Elle soutient que la SAS PROMOTION PICHET venant aux droits de la SNC [Adresse 16] doit être condamnée sur le fondement de la garantie des vices apparents à remédier aux réserves de livraison relatives au défaut de planéité des cloisons de distribution, à l’absence de chant dans l’étagère du placard du séjour, au défaut de planéité des portes de distribution de la chambre, WC et salle de douche, au défaut de planéité du receveur de douche et au poinçonnement sur les plinthes ; que la garantie d’AXA FRANCE IARD, assureur du plâtrier la société AISLATEC, est mobilisable s’agissant du désordre relatif au défaut de planéité des cloisons de distribution sur le fondement des articles 1231-1 du code civil et L 124-3 du code des assurances ; que le désordre relatif à la fissuration du vitrage engage la responsabilité décennale de la SAS PROMOTION PICHET et la garantie décennale de MAAF ASSURANCES, assureur de la société ASSURA en charge du lot menuiseries.

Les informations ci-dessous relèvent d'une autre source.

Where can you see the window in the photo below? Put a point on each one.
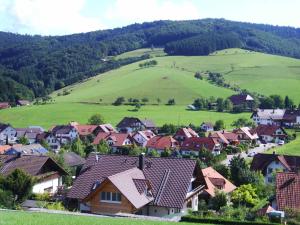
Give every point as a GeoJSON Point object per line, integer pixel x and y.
{"type": "Point", "coordinates": [112, 197]}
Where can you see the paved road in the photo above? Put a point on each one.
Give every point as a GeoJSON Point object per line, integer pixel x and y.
{"type": "Point", "coordinates": [259, 149]}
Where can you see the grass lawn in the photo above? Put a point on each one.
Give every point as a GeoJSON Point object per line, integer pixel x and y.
{"type": "Point", "coordinates": [62, 113]}
{"type": "Point", "coordinates": [25, 218]}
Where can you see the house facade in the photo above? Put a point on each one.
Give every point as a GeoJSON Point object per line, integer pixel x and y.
{"type": "Point", "coordinates": [7, 134]}
{"type": "Point", "coordinates": [137, 185]}
{"type": "Point", "coordinates": [47, 172]}
{"type": "Point", "coordinates": [270, 164]}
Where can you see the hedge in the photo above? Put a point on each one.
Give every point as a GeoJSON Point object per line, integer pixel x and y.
{"type": "Point", "coordinates": [196, 219]}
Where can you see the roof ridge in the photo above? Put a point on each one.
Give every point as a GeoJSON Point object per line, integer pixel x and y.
{"type": "Point", "coordinates": [162, 186]}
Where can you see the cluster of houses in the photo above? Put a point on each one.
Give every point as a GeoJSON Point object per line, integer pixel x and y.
{"type": "Point", "coordinates": [153, 186]}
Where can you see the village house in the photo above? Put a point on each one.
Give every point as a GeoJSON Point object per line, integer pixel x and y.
{"type": "Point", "coordinates": [270, 133]}
{"type": "Point", "coordinates": [65, 133]}
{"type": "Point", "coordinates": [225, 138]}
{"type": "Point", "coordinates": [207, 127]}
{"type": "Point", "coordinates": [51, 140]}
{"type": "Point", "coordinates": [117, 141]}
{"type": "Point", "coordinates": [246, 134]}
{"type": "Point", "coordinates": [22, 102]}
{"type": "Point", "coordinates": [112, 184]}
{"type": "Point", "coordinates": [287, 191]}
{"type": "Point", "coordinates": [269, 164]}
{"type": "Point", "coordinates": [32, 149]}
{"type": "Point", "coordinates": [162, 143]}
{"type": "Point", "coordinates": [193, 145]}
{"type": "Point", "coordinates": [185, 133]}
{"type": "Point", "coordinates": [213, 181]}
{"type": "Point", "coordinates": [243, 100]}
{"type": "Point", "coordinates": [142, 137]}
{"type": "Point", "coordinates": [4, 105]}
{"type": "Point", "coordinates": [47, 172]}
{"type": "Point", "coordinates": [133, 124]}
{"type": "Point", "coordinates": [29, 133]}
{"type": "Point", "coordinates": [268, 116]}
{"type": "Point", "coordinates": [7, 134]}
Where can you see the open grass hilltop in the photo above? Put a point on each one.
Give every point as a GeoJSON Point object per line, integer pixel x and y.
{"type": "Point", "coordinates": [172, 77]}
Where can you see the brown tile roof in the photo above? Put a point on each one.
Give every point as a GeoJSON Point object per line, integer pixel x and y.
{"type": "Point", "coordinates": [267, 130]}
{"type": "Point", "coordinates": [212, 179]}
{"type": "Point", "coordinates": [187, 132]}
{"type": "Point", "coordinates": [261, 161]}
{"type": "Point", "coordinates": [117, 138]}
{"type": "Point", "coordinates": [169, 177]}
{"type": "Point", "coordinates": [288, 191]}
{"type": "Point", "coordinates": [162, 142]}
{"type": "Point", "coordinates": [197, 143]}
{"type": "Point", "coordinates": [125, 183]}
{"type": "Point", "coordinates": [32, 164]}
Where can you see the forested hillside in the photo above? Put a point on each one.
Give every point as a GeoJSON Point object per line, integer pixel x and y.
{"type": "Point", "coordinates": [34, 66]}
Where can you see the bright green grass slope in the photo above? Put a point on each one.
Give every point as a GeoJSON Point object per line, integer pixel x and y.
{"type": "Point", "coordinates": [262, 73]}
{"type": "Point", "coordinates": [143, 51]}
{"type": "Point", "coordinates": [62, 113]}
{"type": "Point", "coordinates": [25, 218]}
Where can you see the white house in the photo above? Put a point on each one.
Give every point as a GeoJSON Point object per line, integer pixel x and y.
{"type": "Point", "coordinates": [7, 134]}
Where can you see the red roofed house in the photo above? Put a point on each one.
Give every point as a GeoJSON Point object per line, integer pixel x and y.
{"type": "Point", "coordinates": [112, 184]}
{"type": "Point", "coordinates": [287, 191]}
{"type": "Point", "coordinates": [184, 133]}
{"type": "Point", "coordinates": [195, 144]}
{"type": "Point", "coordinates": [47, 172]}
{"type": "Point", "coordinates": [269, 164]}
{"type": "Point", "coordinates": [4, 105]}
{"type": "Point", "coordinates": [117, 141]}
{"type": "Point", "coordinates": [142, 137]}
{"type": "Point", "coordinates": [161, 143]}
{"type": "Point", "coordinates": [214, 181]}
{"type": "Point", "coordinates": [270, 133]}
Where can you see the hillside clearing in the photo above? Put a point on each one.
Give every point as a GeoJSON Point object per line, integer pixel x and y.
{"type": "Point", "coordinates": [62, 113]}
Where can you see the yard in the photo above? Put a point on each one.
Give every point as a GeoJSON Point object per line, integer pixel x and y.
{"type": "Point", "coordinates": [26, 218]}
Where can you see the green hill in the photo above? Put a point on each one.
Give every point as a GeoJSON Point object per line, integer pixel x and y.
{"type": "Point", "coordinates": [173, 77]}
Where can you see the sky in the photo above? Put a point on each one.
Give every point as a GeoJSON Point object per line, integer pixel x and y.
{"type": "Point", "coordinates": [60, 17]}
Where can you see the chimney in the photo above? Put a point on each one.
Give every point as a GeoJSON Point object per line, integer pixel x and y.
{"type": "Point", "coordinates": [141, 161]}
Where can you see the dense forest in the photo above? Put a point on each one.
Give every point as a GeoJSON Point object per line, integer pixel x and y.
{"type": "Point", "coordinates": [34, 66]}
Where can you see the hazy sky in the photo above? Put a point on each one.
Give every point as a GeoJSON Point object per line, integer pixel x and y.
{"type": "Point", "coordinates": [57, 17]}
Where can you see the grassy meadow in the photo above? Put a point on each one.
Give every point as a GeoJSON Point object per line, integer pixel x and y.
{"type": "Point", "coordinates": [26, 218]}
{"type": "Point", "coordinates": [62, 113]}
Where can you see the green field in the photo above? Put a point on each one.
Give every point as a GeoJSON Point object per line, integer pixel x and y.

Suivant dernières écritures notifiées par voie électronique le 18 mars 2025, la SAS PROMOTION PICHET demande, au visa des articles 1231-1, 1642-1, 1646-1, 1792 et suivants du code civil et L. 241-2 du code des assurances, de voir :
In limine litis :
— recevoir son intervention volontaire
— fixer le montant des travaux de reprise de la plâtrerie à la somme de 4 224 euros TTC qui sera mise à sa charge au titre de l’obligation à la dette
— condamner AXA FRANCE IARD en sa qualité d’assureur de la société AISLATEC à la garantir et à la relever totalement indemne de toute condamnation qui pourrait être mise à sa charge au titre des travaux de reprise de plâtrerie sur le fondement de sa responsabilité contractuelle
— condamner la société MAAF ASSURANCES en sa qualité d’assureur de la société ASSURA à garantir et relever totalement indemne la SNC [Adresse 16] aux droits et obligations de laquelle elle vient de toute condamnation qui pourrait être mise à sa charge au titre des travaux de reprise de la baie vitrée du séjour sur le fondement de la responsabilité décennale de son assuré
— débouter Madame [X] de sa demande de condamnation sous astreinte, à hauteur de 250 euros par jour de retard à compter de la signification de la décision à intervenir, à lever des « réserves »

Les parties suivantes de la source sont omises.